Curiosity Knocks: "asses.masses" at Stamps Auditorium showed the power of building community

VISUAL ART THEATER & DANCE REVIEW

A person standing in front of videoscreen controller operating a video game on larger screen.

A scene captured at the 2023 presentation of asses.masses in San Francisco. Photo courtesy of UMS.

Even as I accepted the assignment to attend and write about asses.masses—a daylong collaborative video game art installation brought to Ann Arbor on February 15-16 by UMS—I wondered why I’d made this choice.

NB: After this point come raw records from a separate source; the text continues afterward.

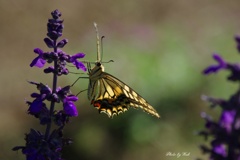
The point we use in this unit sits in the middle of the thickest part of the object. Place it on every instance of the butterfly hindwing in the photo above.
(111, 96)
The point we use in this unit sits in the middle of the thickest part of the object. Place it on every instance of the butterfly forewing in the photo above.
(109, 94)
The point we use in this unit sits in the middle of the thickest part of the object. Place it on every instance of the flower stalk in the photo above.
(48, 145)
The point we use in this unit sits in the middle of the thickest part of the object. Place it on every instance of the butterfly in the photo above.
(109, 94)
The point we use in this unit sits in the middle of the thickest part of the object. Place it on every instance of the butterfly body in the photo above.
(109, 94)
(112, 96)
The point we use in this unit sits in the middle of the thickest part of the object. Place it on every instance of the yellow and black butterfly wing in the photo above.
(111, 96)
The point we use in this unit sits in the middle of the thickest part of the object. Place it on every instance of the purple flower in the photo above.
(48, 145)
(227, 119)
(225, 132)
(38, 61)
(215, 68)
(78, 64)
(69, 107)
(218, 149)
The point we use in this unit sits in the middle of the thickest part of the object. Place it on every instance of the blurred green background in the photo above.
(159, 48)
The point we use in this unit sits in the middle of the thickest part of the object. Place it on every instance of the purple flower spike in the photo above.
(224, 132)
(38, 61)
(78, 64)
(216, 68)
(227, 119)
(48, 144)
(70, 109)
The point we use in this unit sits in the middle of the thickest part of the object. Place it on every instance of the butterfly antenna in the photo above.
(98, 43)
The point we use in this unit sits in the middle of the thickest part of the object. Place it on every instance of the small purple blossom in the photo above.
(78, 64)
(38, 61)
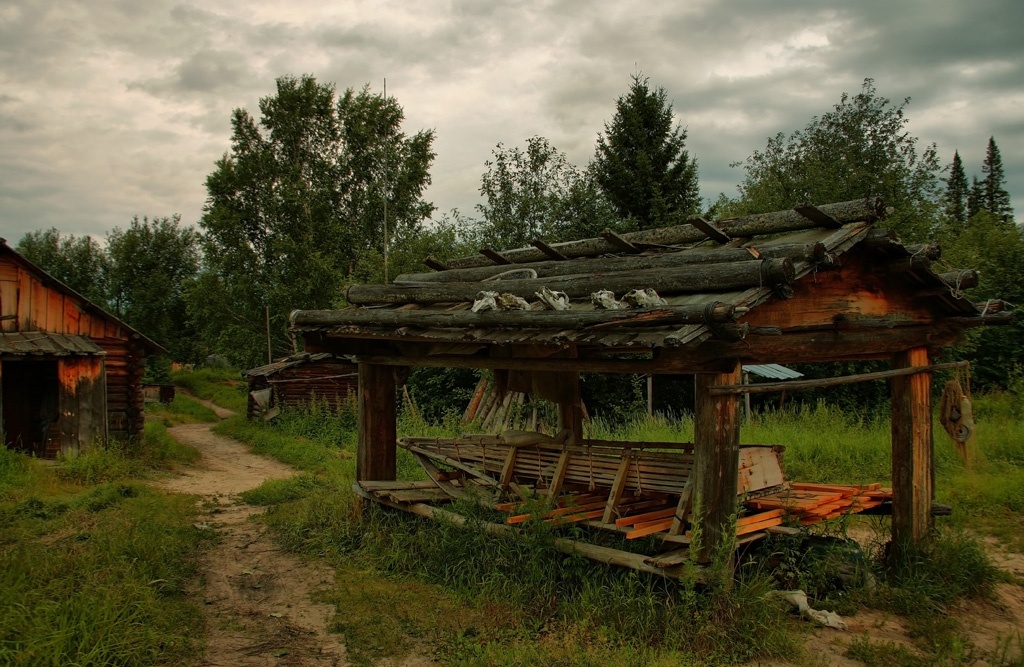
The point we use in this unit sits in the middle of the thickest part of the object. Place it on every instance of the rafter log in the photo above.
(548, 250)
(619, 242)
(496, 256)
(795, 385)
(818, 216)
(710, 230)
(860, 210)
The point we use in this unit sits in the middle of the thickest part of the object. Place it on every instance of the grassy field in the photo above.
(480, 600)
(95, 566)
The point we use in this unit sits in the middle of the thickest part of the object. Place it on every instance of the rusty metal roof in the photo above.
(40, 343)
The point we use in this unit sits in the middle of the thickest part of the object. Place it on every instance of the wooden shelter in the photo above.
(298, 381)
(814, 284)
(72, 373)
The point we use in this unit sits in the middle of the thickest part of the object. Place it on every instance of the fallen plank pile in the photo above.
(813, 503)
(641, 516)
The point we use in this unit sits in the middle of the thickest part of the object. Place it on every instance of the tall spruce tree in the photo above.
(641, 162)
(956, 193)
(975, 198)
(996, 199)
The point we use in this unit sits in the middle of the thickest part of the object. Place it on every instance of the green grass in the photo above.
(180, 411)
(544, 608)
(94, 574)
(223, 386)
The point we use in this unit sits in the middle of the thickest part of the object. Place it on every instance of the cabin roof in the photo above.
(87, 305)
(711, 281)
(29, 343)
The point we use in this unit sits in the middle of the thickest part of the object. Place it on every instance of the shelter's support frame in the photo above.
(376, 456)
(716, 440)
(911, 453)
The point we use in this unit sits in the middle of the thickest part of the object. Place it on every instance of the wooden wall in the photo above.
(31, 302)
(299, 385)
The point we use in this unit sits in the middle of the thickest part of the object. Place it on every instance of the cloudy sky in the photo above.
(115, 108)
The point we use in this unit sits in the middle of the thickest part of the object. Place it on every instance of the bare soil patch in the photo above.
(258, 599)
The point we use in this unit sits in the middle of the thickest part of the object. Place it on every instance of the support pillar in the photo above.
(377, 445)
(911, 446)
(716, 465)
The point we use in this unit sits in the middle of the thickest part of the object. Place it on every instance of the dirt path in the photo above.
(258, 598)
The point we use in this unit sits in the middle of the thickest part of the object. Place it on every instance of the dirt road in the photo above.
(257, 598)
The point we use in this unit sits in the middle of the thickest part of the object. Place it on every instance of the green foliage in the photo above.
(297, 203)
(79, 262)
(994, 248)
(125, 459)
(152, 266)
(641, 163)
(180, 411)
(859, 149)
(954, 202)
(98, 578)
(539, 194)
(222, 385)
(996, 199)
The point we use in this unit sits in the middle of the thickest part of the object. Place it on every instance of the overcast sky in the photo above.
(115, 108)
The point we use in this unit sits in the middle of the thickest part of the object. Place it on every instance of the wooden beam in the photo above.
(435, 263)
(818, 216)
(548, 250)
(861, 210)
(617, 487)
(682, 513)
(559, 476)
(716, 439)
(911, 447)
(713, 232)
(668, 316)
(619, 242)
(377, 440)
(794, 385)
(685, 279)
(495, 256)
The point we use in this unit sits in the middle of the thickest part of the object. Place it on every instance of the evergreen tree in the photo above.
(861, 148)
(975, 198)
(956, 193)
(996, 199)
(641, 163)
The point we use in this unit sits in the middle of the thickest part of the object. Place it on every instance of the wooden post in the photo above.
(716, 448)
(377, 449)
(911, 443)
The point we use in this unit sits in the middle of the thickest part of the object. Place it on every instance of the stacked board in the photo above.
(813, 503)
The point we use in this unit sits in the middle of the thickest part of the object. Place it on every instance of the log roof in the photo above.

It would take me away from my family for nearly an entire Saturday (the program ran from 1-9:30 pm); I’d have to drive from Farmington to Stamps Auditorium on a snowy, freezing February day, all too aware that I’d also be hosting guests in my home the next morning; I had no idea what kind of food would be provided at the event; and while I’m an absolute puzzle fiend, I’m decidedly not a gamer. (The whole idea of Twitch, where viewers can watch others play video games, is something I still struggle to wrap my head around.)

If I’ve learned anything in recent years, though, it’s that I should always follow my curiosity, and I’d repeatedly wondered what this collective all-day video game experience would look and feel like.

My short answer, after attending asses.masses? Community-building. But let’s start with the basics.

Created by Canadian duo Patrick Blendarn and Milton Lim, the game’s narrative involves a herd of donkeys who have been replaced, as workers, by machines, so many of them decide to confront their human overlords and push back against their (existential) obsolescence.

The first episode (of 10) introduces the main characters, named with an eye toward both humor and shorthand delineation (Nice Ass, Old Ass, Lazy Ass, Sad Ass, etc.). From the start, an audience member needs to stand the game’s controller, between the screen and the crowd, to advance the game. (Subsequent episodes were set in a mine, where the donkeys used to work, as well as a factory, a circus, an astral plane for donkeys, a nearby city, etc.) There was no shortage of volunteers, and after each person or pair took a turn completing tasks or gathering information—receiving occasional input/feedback from the audience along the way—they handed it off to the next person.

One of my first observations involved the people sitting around me: there were far more young men than I usually see at a UMS event; and while occasional, brief disagreements occurred throughout the day—which response to choose when we were given options, or whether a duo at the controls who were struggling to make it through a level should hand it off or push through themselves—the crowd consistently cheered each other on, working collaboratively to figure out the game’s various tasks, and applauding when a player progressed through a level.

Plus, each time we completed two episodes (roughly between 90 minutes and two hours), we had an intermission (“of indeterminate length”) to hit the bathroom and get some food. (Snacks included fruit and veggies, cheese crackers, Doritos, chips, and candy; dinner was lentil soup and samosas; dessert consisted of ice cream/sorbet options.) Eating snacks while hanging out with a room full of people engaged in a game that lasts for hours—well, it viscerally brought me back to my days living in East Quad in the early ‘90s, as did the game’s sly, winking nods to early video game hits like Pong and Frogger.

In adulthood, we don’t often allow ourselves such multi-hour indulgences, so for me, there was a time machine feel to asses.masses, too—a liberating sense that all that was being asked of me, all day long, was that I engage with this in-person community and its pretend mission.

This gets us back to the aforementioned community-building. It wasn’t lost on me that as we were helping the donkeys build a coalition, we were inevitably doing the same ourselves. Yes, when we had three options, and there was no clear consensus, the player at the controls had to make an individual judgment call. Generally, though, majority votes won out, and everyone stayed engaged, whether their choice won the day or not, all in hopes of achieving the big-picture goal.

In addition, the game’s circuitous journey, with its occasional detours into absurdity (donkey orgies and raves in the astral plain?) and boredom (workmanlike levels that tested our focus), reminded me that the process of establishing a collective, complex system is similar to crossing a minefield packed with such distractions and challenges. To make something epically ambitious happen, you have to ride through it all together.

And let’s face it: the donkeys’ challenge is our own. With AI changing the world at breakneck speed, and federal employees facing mass layoffs, we’re now staring down our own imminent obsolescence, leaving us with unnerving existential questions about the quintessential value of human thought and labor. Who will we be without work, or a larger purpose that drives us?

While asses.masses doesn’t really offer up answers, of course, it was an innovative, strange, fun, and compelling way to explore daunting questions, while also arguing the value of coming together as a community to work through disagreement and challenges.

I absolutely counted asses.masses as one more vote in favor of following my curiosity.


Jenn McKee is a former staff arts reporter for The Ann Arbor News, where she primarily covered theater and film events, and also wrote general features and occasional articles on books and music.